Question

What is an example of a real world situation that implies the perpendicular bisector theorem?

Answer 1

Hint: For solving this question you should know about the perpendicular bisector theorem. According to the definition of perpendicular bisector theorem, if a line divides another line segment into two equal halves, through its midpoint at ${{90}^{\circ }}$, it is known as the perpendicular bisector of that line segment. And the theorem states that any point on the perpendicular bisector is equal from the end points of the line segment.

Complete step-by-step solution:
According to our question we have to give an example of a real application of perpendicular bisector theorem. As we know that if any lines divide the other line into two equal halves or at the midpoint of that line at an angle of ${{90}^{\circ }}$, then it is known as the perpendicular bisector of that line segment. And the perpendicular bisector theorem states that all the points at the perpendicular line are always equal to both end points of this line.

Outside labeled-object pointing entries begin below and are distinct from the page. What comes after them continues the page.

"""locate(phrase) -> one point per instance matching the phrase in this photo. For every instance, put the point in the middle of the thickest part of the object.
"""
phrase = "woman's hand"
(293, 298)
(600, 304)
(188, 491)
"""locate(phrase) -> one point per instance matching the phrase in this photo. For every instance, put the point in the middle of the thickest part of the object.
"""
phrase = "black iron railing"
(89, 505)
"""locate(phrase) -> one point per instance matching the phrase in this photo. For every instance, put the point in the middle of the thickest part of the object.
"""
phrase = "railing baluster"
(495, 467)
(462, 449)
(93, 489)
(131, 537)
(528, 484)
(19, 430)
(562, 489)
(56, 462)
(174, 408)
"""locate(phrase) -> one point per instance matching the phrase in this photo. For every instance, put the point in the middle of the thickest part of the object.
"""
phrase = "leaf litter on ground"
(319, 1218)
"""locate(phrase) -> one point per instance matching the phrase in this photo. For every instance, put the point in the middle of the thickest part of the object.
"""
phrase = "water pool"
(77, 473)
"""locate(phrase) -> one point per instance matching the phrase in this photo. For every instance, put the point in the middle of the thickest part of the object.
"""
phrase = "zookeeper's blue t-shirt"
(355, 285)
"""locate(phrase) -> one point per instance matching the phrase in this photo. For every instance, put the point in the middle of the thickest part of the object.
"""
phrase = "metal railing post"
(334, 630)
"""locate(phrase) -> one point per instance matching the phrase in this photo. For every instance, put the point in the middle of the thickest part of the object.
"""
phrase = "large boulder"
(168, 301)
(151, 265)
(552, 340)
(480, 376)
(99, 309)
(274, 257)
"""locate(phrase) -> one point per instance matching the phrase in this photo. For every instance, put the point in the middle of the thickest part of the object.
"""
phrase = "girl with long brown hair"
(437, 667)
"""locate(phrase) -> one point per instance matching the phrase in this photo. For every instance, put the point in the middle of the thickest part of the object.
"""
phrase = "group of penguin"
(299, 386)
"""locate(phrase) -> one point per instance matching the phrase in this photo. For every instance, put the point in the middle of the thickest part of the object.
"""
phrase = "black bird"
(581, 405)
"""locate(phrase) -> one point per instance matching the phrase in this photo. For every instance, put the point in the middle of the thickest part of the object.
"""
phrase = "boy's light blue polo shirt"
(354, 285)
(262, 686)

Perpendicular bisector theorem

In this figure
MT = NT
MS = NS
MR = NR
MQ = NQ
If we see the real life example of perpendicular bisector theorem, then we can see the volleyball net at any beach. The figure of that would be like this:

So, according to the diagram it is clear that the pole of the volleyball at the beach is standing with the help of ropes AB = AC and BD = CD. And by measuring we can see that AC and CD and AB and BD have equal lengths, which implies the perpendicular bisector theorem.
So, the example for a perpendicular bisector theorem is a volleyball net’s pole at the beach.

Note: If we see the diagram of perpendicular bisector theorem, then it is clear that we can also calculate the length of the pole if this is not given. And if the question asks to calculate the length of the arms, then all of these can be calculated by Pythagoras theorem which is ${{x}^{2}}={{y}^{2}}+{{z}^{2}}$.